Deutlicher möchte ich mich nicht ausdrücken, denn zu bedenken ist, dass meine Post an Dich zweifellos mehrere Kontrollen im Vorzimmer durchläuft, und wenn es auch Tatsache ist, daß das Interesse der Kolleginnen für alle so ernsthaften Fragen der Arbeit mit den Lehrgängen konsequent unter einem unteren Grenzpunkt verharrt, ist es doch nicht auszuschließen, dass die Eine oder die Andere zwischen zwei Telefonaten (Manche Telefonanrufe kommen bei uns an, trotz unzuverlässiger Technik.) stutzig wird, wenn dieser Brief nicht meine in letzter Zeit typisch griesgrämige Laune zum Ausdruck bringt.

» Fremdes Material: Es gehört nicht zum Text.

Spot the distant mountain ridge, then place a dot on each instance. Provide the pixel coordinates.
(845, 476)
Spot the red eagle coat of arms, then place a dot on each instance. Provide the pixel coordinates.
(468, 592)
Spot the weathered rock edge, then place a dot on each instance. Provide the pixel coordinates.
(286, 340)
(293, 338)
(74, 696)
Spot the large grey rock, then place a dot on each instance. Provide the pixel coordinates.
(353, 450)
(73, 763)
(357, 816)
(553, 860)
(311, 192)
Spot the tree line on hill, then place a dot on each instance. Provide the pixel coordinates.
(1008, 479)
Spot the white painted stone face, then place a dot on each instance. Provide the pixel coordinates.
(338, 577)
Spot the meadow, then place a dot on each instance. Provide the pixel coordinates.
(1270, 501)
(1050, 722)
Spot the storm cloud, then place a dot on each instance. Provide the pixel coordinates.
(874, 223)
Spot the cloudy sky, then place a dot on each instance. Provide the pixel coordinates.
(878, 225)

Damit aber genug von unseren mehr oder weniger kleinen und alltäglichen Sorgen beim Kampf im entwickelten Sozialismus. Deine Erlebnisschilderungen sind immer sehr interessant für uns alle, und nicht nur R. möchte manchmal so richtig mitgehen. Das allerdings der Karate-Hit:”Über 1000 Brücken musst du gehen” sich auch in Maputo durchgesetzt hat, hat mich doch überrascht. Vielleicht kannst du den Jungs noch paar andere exotische Tipps geben, zum Beispiel:
“Komm, oh komm, du kleine Schnalle,
greifen wir uns ‘ne Koralle.”
Oder etwas gehobener als Walzerlied:
“Lass uns im Ozean schäumen,
wieg uns in südlichen Träumen… “
Aber vergiss nicht, Dich anständig an den Tantiemen beteiligen zu lassen, sonst musst du weiterhin Jahr für Jahr zwischen Mexiko und Mosambik pendeln.

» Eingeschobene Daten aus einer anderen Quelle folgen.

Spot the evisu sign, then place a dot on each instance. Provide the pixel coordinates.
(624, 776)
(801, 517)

Nun aber genug, sonst muss ich noch Überstunden machen. Also weiter:
“Meistre Brücken,
ohne Krücken,
sollst durch Briefe uns entzücken (alle)
und ab Juli sogar drücken (nicht alle)!”
In der Mittagspause wackle ich mal zur” Galerie unter den Linden” und sehe - einer Womacka - Ausstellung. Es bleibt einem nichts erspart. Vor manchen der Aquarelle fuhr es direkt aus mir heraus:”So ein Blödian”. Der öffentlich anerkannte W. bezeichnet einen Tiefpunkt, den die Malerei in der Öffentlichkeit erreichen kann, bzw. Tiefpunkt des Bewusstseins der Öffentlichkeit (bzw. Herrschender) von Malerei.
Die Frauen # A. und R., Sekretärin und Haushaltssachbearbeiterin # loben mich wegen meiner Briefe (der Brief an Karl-Heinz ist der Anlass). Wir “hecheln” Vieles durch. Sie sind, wie immer und wie immer nicht ohne Grund, empört über Privilegien, die es in unserer Gesellschaft für die herrschenden Funktionäre gibt. Anlass für manches gibt hier immer wieder auch Günthers Verhalten.

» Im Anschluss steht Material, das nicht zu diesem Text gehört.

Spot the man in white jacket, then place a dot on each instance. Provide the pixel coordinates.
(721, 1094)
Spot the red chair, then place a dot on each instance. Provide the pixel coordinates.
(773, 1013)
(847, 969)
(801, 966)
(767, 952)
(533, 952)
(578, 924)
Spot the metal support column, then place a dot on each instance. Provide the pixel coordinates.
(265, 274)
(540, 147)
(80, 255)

Mich beeindruckte L.s Erzählen von Lenins Leben im ihm fremden und von ihm unberührten Schloss in Gorki. Und dagegen das, was mir Jörg Heiko Bruns von den Festen mancher Kreisfunktionäre im Schloss Molsdorf erzählte.
R. erzählt, dass die neuen Kartoffeln zwar unverändert 4,05 M kosten, das in einem von ihr ausgewogenen Beutel aber nur acht Pfund waren (gegenüber 10 Pfund früher).